# my crotalus scutalatus by brian petrie



## mark elliott (Feb 5, 2007)

cheers brian


----------



## Gaboon (Jun 20, 2005)

Nice! What bit you on the side of your face and neck?


----------



## mark elliott (Feb 5, 2007)

Gaboon said:


> Nice! What bit you on the side of your face and neck?

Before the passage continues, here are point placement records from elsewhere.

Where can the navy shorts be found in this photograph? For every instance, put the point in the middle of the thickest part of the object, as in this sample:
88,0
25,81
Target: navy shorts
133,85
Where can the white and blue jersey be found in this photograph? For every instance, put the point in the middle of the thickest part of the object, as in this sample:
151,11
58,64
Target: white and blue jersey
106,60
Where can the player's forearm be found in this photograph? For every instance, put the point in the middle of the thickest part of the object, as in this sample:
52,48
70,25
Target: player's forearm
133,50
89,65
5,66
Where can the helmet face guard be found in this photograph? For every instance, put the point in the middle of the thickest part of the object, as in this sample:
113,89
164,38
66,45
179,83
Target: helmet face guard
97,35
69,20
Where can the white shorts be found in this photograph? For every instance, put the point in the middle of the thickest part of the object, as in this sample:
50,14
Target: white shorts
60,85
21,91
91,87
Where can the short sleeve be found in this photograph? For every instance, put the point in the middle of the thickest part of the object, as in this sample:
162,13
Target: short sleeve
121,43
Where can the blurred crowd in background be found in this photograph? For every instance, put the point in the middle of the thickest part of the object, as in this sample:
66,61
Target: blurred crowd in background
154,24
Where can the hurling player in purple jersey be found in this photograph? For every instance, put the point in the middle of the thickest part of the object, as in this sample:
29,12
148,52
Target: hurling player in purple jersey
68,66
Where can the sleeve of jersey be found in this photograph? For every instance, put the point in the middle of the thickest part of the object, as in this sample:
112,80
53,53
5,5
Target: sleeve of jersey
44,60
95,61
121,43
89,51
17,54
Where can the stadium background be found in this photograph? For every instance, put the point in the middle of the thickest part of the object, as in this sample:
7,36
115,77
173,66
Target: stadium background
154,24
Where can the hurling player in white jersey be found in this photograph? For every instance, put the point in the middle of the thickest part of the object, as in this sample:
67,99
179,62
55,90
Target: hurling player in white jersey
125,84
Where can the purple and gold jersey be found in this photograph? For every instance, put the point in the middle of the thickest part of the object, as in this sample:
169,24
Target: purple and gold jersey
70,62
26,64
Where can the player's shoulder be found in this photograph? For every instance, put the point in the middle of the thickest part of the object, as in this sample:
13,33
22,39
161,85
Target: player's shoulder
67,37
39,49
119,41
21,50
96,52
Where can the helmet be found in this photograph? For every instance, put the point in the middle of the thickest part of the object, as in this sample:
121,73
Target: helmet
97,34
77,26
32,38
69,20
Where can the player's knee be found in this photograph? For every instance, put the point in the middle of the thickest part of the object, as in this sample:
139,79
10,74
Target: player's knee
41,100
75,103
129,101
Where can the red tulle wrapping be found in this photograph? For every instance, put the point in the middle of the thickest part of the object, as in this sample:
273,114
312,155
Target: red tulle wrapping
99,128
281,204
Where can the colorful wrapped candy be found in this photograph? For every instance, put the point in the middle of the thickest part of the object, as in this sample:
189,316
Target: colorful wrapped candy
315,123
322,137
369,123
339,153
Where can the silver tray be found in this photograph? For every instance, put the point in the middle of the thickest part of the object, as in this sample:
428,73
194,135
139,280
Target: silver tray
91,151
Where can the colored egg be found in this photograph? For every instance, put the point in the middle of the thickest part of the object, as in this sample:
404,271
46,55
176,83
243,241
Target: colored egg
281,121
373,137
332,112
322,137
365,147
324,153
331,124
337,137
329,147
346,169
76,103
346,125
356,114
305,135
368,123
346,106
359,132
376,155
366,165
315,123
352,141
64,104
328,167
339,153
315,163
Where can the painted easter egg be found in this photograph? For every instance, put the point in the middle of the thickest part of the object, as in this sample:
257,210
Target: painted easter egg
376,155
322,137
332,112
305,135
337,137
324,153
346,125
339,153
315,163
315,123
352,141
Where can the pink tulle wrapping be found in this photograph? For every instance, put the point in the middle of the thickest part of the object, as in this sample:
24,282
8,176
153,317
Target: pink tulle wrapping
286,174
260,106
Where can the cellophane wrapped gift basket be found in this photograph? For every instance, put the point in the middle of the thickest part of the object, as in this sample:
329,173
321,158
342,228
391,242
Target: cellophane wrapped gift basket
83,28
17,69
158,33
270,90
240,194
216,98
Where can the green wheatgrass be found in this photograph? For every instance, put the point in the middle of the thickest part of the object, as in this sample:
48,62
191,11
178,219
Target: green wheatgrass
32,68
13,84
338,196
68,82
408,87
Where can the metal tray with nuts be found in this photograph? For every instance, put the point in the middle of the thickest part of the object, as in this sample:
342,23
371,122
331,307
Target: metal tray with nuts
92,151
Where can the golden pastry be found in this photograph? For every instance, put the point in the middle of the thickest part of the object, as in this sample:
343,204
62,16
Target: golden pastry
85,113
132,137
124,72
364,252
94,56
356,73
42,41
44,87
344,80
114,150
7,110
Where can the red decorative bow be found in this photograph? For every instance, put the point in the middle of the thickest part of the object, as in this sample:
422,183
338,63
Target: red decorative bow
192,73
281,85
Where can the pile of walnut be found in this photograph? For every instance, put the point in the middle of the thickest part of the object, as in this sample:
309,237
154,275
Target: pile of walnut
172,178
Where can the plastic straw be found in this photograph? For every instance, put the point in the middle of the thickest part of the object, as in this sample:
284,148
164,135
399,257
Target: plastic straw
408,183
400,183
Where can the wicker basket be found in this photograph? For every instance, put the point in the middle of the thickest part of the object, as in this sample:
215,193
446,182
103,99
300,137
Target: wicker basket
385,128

 that was my 7ft surinam i got from gaz


----------



## Gaboon (Jun 20, 2005)

mark elliott said:


> that was my 7ft surinam i got from gaz


Lucky it didnt get one or both of your eyes!


----------



## fatbloke (Apr 6, 2008)

nice mate very nice


----------



## mark elliott (Feb 5, 2007)

fatbloke said:


> nice mate very nice


thanks


----------



## SiUK (Feb 15, 2007)

really nice snake Mark, how you finding it, temperment wise?


----------



## temerist (Feb 1, 2009)

gorgeous snake, looks like its frowning in a few of those pics. im not too up on my proper names for the snakes (latin) is it a rattle snake?


----------



## Leliel (Mar 1, 2009)

its very pretty- definately wouldn't want to get on the wrong side of it though!! got that bad-ass look to it. Kudos to you for having the guts to keep one though, im far too wimpy!!


----------



## mark elliott (Feb 5, 2007)

temerist said:


> gorgeous snake, looks like its frowning in a few of those pics. im not too up on my proper names for the snakes (latin) is it a rattle snake?


 mojave rattlesnake
regards mark


----------



## snake rescuer (Mar 19, 2009)

nice mate!!!


----------



## boids boi (Jun 6, 2009)

cool snake


----------